2011-04-16 Thread Martin Gamsjaeger
DAZ,

Have a look at:

https://github.com/datamapper/dm-migrations/blob/master/lib/dm-migrations/adapters/dm-do-adapter.rb#L284-286

Note that this is the base behavior. Other adapters in that folder may or
may not overwrite these defaults, based on the respective datastore's
abilities.

cheers
snusnu

On Sat, Apr 16, 2011 at 17:05, DAZ daz4...@gmail.com wrote:

 Thanks for the reply Michishige.

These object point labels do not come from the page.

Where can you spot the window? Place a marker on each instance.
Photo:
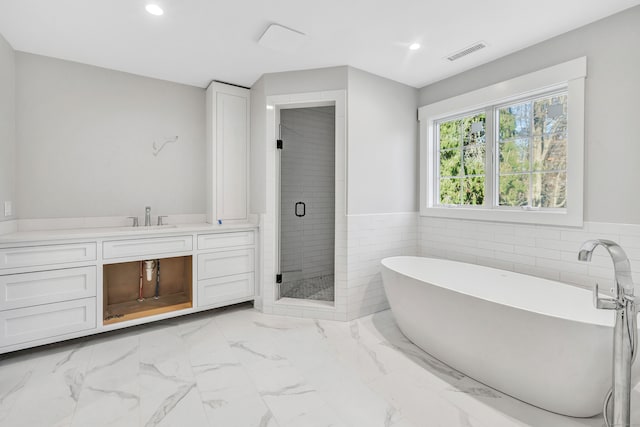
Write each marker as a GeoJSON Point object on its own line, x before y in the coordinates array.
{"type": "Point", "coordinates": [509, 152]}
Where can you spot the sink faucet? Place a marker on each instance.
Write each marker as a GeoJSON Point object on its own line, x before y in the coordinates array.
{"type": "Point", "coordinates": [147, 216]}
{"type": "Point", "coordinates": [625, 331]}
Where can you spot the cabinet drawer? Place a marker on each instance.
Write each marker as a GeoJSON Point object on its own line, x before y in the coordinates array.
{"type": "Point", "coordinates": [219, 264]}
{"type": "Point", "coordinates": [225, 240]}
{"type": "Point", "coordinates": [45, 321]}
{"type": "Point", "coordinates": [43, 287]}
{"type": "Point", "coordinates": [143, 247]}
{"type": "Point", "coordinates": [225, 289]}
{"type": "Point", "coordinates": [46, 255]}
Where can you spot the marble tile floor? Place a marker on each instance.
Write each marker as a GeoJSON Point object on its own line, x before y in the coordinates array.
{"type": "Point", "coordinates": [237, 367]}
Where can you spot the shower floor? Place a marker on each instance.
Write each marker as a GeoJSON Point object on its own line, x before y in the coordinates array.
{"type": "Point", "coordinates": [316, 288]}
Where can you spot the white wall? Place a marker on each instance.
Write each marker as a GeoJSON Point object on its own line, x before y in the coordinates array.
{"type": "Point", "coordinates": [383, 145]}
{"type": "Point", "coordinates": [304, 81]}
{"type": "Point", "coordinates": [85, 137]}
{"type": "Point", "coordinates": [7, 128]}
{"type": "Point", "coordinates": [612, 109]}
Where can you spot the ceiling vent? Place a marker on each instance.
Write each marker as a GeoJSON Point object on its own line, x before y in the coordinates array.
{"type": "Point", "coordinates": [466, 51]}
{"type": "Point", "coordinates": [282, 39]}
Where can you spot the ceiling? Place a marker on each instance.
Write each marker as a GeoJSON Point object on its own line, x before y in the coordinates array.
{"type": "Point", "coordinates": [196, 41]}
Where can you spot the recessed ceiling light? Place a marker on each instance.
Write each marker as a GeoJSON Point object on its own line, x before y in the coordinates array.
{"type": "Point", "coordinates": [154, 9]}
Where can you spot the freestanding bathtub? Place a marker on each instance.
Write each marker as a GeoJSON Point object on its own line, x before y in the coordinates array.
{"type": "Point", "coordinates": [537, 340]}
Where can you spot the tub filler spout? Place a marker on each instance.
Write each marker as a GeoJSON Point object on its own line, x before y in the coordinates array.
{"type": "Point", "coordinates": [625, 330]}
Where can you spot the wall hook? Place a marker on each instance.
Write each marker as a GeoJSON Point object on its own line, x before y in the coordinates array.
{"type": "Point", "coordinates": [158, 147]}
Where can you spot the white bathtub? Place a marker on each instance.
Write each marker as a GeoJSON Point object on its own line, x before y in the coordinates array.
{"type": "Point", "coordinates": [537, 340]}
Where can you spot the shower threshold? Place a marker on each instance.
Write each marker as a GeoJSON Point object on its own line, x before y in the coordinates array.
{"type": "Point", "coordinates": [319, 288]}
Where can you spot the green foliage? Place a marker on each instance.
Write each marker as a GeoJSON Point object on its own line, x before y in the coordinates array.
{"type": "Point", "coordinates": [462, 160]}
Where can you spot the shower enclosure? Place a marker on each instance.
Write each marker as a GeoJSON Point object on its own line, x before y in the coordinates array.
{"type": "Point", "coordinates": [307, 203]}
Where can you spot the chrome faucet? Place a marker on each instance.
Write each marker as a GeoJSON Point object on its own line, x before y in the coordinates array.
{"type": "Point", "coordinates": [625, 331]}
{"type": "Point", "coordinates": [147, 216]}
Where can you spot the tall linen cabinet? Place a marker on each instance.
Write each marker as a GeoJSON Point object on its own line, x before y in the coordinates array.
{"type": "Point", "coordinates": [227, 153]}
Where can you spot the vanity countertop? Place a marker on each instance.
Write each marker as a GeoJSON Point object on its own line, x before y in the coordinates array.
{"type": "Point", "coordinates": [119, 232]}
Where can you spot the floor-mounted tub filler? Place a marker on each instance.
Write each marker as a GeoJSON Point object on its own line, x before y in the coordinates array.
{"type": "Point", "coordinates": [538, 340]}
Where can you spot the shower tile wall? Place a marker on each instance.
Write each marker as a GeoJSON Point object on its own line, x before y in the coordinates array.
{"type": "Point", "coordinates": [308, 175]}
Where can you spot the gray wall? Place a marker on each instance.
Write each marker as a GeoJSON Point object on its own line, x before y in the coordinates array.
{"type": "Point", "coordinates": [7, 128]}
{"type": "Point", "coordinates": [258, 152]}
{"type": "Point", "coordinates": [382, 136]}
{"type": "Point", "coordinates": [382, 145]}
{"type": "Point", "coordinates": [612, 108]}
{"type": "Point", "coordinates": [85, 137]}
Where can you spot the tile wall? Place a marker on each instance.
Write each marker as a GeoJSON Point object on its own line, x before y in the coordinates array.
{"type": "Point", "coordinates": [543, 251]}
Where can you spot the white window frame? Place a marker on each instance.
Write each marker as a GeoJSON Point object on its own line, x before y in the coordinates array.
{"type": "Point", "coordinates": [569, 76]}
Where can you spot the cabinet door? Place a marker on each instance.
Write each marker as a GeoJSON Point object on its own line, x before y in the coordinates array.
{"type": "Point", "coordinates": [226, 240]}
{"type": "Point", "coordinates": [146, 247]}
{"type": "Point", "coordinates": [228, 152]}
{"type": "Point", "coordinates": [44, 287]}
{"type": "Point", "coordinates": [45, 321]}
{"type": "Point", "coordinates": [225, 290]}
{"type": "Point", "coordinates": [47, 254]}
{"type": "Point", "coordinates": [227, 263]}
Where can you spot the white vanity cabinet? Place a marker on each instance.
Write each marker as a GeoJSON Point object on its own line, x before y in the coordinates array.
{"type": "Point", "coordinates": [227, 153]}
{"type": "Point", "coordinates": [62, 288]}
{"type": "Point", "coordinates": [226, 268]}
{"type": "Point", "coordinates": [45, 293]}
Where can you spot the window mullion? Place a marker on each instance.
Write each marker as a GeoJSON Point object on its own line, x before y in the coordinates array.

I understand the differences between
 the 3 Ruby date types, but wondered what DM did behind the scenes with
 these ... are there any differences in how they are saved in the
 underlying DB?

 DAZ

 On Apr 16, 3:49 pm, Michishige Kaito chris.webs...@gmail.com wrote:
  On Sat, 16 Apr 2011, DAZ wrote:
   Hi,
 
   The docs say the following date types are available:
 
DateTime, Date, Time
 
   I have always just used DateTime, but would actually like to work in
   seconds and therefore use a Time object.
 
   Is there any difference in the background in using Time as a type?
 
   e.g.:
 
property :created_at,   Time, :default =  proc { |m,p| Time.now}
 
   cheers,
 
   DAZ
 
  The differences lie in the Ruby types you'll be working with, as the
 types
  correspond with Ruby date and time classes. I suggest you have a look at
  their documentation and judge by yourself.
 
  As far as I'm concerned, DateTime has support for timezones and some
 other
  fancy things, while both Date and Time are a little simpler. Depends on
  your needs. I usually just use Date or Time.